From living in the grey to living in colour
This research studies the transformation of the favela Ilha do Joaneiro in Recife, Brazil and provides possible strategies and pathways for socially sustainable development. The research focuses on the Rua Nova, a lively central street in which transformation will highly impact the living conditions of the entire community.
A local workshop in cooperation with UNICAP inside the favela was the starting point for a design research. The purpose of this design research is to find solutions that will not only meet the needs of the residents, but also employ solutions that I consider essential in creating better living conditions for the entire district.
Ilha do Joaneiro has problems, but also opportunities. During this study, I tried to look at the problems starting from the existing situation and solve them in practical and sensible ways. This informal neighborhood and the negative connotation associated with it, was tried to be overcome by making it accessible to all. Poor housing conditions, but well-kept streets, and the availability of facilities, creates a desire to start designing for the people by facilitating more public and open spaces.

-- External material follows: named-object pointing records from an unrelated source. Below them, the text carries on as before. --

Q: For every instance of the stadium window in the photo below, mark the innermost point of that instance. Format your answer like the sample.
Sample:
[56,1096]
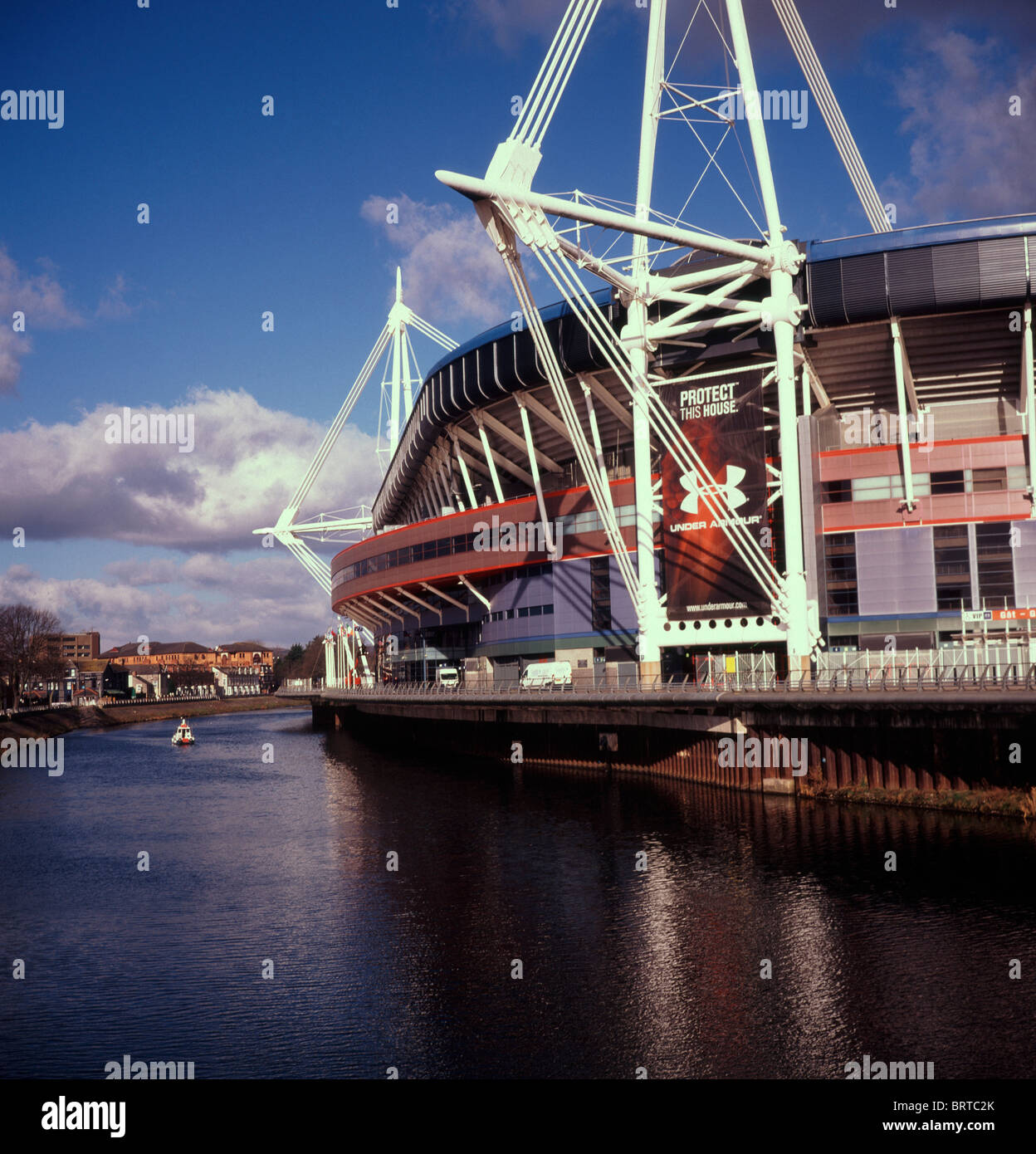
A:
[996,565]
[989,480]
[834,491]
[840,574]
[600,594]
[953,567]
[952,482]
[871,488]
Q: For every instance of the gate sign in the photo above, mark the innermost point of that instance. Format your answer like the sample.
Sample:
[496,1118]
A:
[722,418]
[973,616]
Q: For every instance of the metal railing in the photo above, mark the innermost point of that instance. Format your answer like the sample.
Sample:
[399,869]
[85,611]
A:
[935,679]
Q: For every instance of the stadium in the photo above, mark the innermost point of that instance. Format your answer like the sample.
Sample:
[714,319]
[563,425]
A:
[735,456]
[949,305]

The question asked during this research is how we could improve the living conditions in a favela by using efficient interventions techniques that mimic transformations that would have happened naturally. Through an extensive analysis following the workshop done in Brazil, a toolbox is set up for the community to use once they decide to make changes in the district. It includes interventions suggestions for the public space as well as interventions for private houses. All interventions are designed so that they can be used throughout the entire favela. This way, Ilha do Joaneiro can be transformed into a vibrant neighbourhood where safety is key and social interaction triumphs.
The motivation behind this master’s work lies in the fact that an informal district should neither be reduced to being known as an unpleasant place as is done by so-called “outsiders”, nor should the development happen ad hoc. Instead, it should evaluate the potential and enhance the small moments the favela district has to offer. This masters work wants to explore those opportunities and small moments in the development of the community.